Unternehmen müssen ein neues Führungsverständnis etablieren, um erfolgreich und wettbewerbsfähig zu bleiben. Sobald dies erkannt und die Entscheidung gefällt wurde, das neue Führungsverständnis umzusetzen, muss diese auch von oben getragen und vorgelebt werden. Die oberste Führungsriege muss bei sich anfangen und das offen in die Mannschaft kommunizieren. Für Führungskräfte, die diesen Weg nicht mitgehen können oder wollen, muss nach Alternativen gesucht werden, die ihnen die Möglichkeit geben, sich so zu verändern, dass sie ihr Gesicht nicht verlieren.
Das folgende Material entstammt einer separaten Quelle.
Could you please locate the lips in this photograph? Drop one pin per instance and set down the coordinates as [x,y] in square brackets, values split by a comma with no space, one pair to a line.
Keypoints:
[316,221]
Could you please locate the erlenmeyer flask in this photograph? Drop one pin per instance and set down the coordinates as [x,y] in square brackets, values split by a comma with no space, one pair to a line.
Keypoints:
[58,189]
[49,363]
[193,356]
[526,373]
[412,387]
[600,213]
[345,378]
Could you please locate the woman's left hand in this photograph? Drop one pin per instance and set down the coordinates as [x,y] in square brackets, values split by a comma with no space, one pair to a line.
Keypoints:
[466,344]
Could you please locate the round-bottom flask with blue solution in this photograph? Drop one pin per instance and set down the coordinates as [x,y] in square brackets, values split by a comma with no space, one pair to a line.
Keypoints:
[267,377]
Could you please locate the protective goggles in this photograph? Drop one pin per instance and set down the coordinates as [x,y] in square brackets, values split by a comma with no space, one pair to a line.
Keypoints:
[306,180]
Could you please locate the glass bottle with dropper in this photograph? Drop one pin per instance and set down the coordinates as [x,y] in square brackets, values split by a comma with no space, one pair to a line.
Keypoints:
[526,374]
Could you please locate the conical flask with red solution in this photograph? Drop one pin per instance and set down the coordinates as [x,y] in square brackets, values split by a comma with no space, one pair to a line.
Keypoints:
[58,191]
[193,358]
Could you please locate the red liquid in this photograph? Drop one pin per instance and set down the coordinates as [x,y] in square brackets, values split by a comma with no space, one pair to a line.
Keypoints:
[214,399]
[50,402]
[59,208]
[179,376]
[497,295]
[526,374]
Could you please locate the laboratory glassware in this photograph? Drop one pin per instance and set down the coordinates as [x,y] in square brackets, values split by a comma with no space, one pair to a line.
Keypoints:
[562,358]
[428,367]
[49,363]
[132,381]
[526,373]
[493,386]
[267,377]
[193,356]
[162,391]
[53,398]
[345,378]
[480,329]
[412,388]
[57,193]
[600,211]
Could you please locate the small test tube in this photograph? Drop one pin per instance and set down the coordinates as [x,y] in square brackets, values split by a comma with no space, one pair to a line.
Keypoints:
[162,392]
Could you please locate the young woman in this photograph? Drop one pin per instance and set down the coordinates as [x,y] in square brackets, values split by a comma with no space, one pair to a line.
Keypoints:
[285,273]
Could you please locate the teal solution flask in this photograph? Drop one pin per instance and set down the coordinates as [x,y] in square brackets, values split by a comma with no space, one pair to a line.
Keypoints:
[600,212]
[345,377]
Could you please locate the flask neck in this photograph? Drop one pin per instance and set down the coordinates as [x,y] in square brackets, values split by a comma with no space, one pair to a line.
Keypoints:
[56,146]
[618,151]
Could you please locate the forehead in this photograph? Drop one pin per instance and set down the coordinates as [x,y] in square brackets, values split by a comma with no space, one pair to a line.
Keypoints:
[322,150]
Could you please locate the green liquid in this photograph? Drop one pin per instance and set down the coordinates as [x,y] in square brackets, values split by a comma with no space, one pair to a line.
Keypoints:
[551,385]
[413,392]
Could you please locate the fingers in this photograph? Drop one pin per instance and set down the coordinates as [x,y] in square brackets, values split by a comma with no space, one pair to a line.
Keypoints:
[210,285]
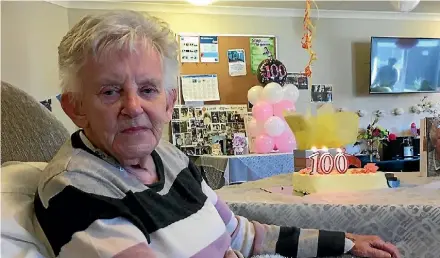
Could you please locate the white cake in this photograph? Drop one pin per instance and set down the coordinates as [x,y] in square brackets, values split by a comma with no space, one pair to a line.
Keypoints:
[358,179]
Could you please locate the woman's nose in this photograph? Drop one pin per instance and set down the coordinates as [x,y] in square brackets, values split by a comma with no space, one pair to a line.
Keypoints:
[131,105]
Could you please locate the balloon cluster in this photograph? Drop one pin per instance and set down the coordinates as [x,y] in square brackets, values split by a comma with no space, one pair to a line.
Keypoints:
[268,125]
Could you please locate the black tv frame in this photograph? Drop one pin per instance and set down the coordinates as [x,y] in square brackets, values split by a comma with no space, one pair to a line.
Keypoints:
[394,93]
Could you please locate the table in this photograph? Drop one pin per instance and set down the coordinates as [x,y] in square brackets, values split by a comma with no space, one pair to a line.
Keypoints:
[397,165]
[408,216]
[225,170]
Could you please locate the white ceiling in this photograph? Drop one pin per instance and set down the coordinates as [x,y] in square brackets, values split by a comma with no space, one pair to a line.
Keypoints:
[426,6]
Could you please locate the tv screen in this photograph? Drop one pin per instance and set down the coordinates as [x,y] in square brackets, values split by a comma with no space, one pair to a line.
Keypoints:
[404,65]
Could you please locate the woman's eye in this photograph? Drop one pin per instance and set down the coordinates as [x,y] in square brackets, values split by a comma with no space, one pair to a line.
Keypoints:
[148,90]
[109,92]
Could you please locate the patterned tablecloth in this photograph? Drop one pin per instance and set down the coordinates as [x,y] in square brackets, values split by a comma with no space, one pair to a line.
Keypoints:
[408,216]
[224,170]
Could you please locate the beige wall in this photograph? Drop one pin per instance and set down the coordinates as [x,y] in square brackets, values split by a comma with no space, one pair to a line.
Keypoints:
[341,45]
[31,32]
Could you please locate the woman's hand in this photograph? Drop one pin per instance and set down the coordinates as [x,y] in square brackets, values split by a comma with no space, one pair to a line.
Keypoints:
[232,254]
[372,246]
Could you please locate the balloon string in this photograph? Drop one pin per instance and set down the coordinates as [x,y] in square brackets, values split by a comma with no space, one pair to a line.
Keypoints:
[307,38]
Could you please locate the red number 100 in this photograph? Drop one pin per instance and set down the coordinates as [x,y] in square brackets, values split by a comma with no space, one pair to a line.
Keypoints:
[327,163]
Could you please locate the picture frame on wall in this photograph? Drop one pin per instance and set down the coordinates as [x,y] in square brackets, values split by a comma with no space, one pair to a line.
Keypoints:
[300,80]
[430,149]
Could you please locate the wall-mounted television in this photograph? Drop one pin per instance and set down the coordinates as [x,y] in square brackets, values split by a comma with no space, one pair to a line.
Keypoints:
[404,65]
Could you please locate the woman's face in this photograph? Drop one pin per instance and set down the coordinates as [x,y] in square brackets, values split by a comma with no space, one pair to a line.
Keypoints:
[124,103]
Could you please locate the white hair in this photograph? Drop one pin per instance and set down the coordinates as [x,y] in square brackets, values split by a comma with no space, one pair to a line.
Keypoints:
[98,35]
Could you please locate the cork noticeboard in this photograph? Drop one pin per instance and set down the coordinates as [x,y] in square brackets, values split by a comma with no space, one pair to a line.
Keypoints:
[232,90]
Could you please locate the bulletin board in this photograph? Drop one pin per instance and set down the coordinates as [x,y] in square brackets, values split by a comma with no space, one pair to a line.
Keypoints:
[232,89]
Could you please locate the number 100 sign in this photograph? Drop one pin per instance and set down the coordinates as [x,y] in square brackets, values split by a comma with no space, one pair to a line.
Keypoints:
[327,163]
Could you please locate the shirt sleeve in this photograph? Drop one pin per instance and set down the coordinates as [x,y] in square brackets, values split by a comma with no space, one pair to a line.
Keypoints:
[253,238]
[108,238]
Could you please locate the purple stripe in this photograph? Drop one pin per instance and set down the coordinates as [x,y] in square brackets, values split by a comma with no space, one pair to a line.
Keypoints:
[217,248]
[223,210]
[141,250]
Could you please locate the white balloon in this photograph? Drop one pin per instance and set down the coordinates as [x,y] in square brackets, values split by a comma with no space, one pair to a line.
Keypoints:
[290,92]
[272,93]
[254,127]
[254,94]
[274,126]
[405,5]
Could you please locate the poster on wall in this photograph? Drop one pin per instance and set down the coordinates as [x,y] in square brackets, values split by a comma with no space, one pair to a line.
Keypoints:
[189,49]
[236,62]
[261,48]
[300,80]
[209,49]
[321,93]
[200,87]
[195,129]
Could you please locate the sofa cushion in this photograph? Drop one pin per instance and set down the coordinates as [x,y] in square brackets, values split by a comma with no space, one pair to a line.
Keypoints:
[29,131]
[19,182]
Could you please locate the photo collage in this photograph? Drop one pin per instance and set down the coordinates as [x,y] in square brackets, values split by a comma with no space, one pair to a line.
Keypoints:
[195,129]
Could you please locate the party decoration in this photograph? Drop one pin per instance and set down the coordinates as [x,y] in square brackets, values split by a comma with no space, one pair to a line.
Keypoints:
[267,126]
[283,106]
[290,92]
[307,38]
[264,144]
[286,142]
[323,162]
[398,111]
[262,111]
[274,126]
[254,128]
[405,5]
[328,128]
[379,113]
[272,93]
[271,70]
[361,113]
[254,94]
Aus meiner Sicht führt allerdings aufgrund der beschriebenen Herausforderungen und Notwendigkeiten kein Weg daran vorbei, das Führungsverständnis in Unternehmen zu verändern, um auch in Zukunft als “neue” Führungskraft erfolgreich und wirksam führen zu können.
Baumann-Habersack, F. H. (2020). Führen mit transformativer Autorität – Die neue Praxis wirksamer Konfliktbearbeitung. Vandenhoeck & Ruprecht, Göttingen.
Schermuly, C. & Meifert, M. (2022). Ergebnisbericht zum New Work-Barometer 2022. SRH Berlin University of Applied Sciences, Berlin School of Management, Berlin.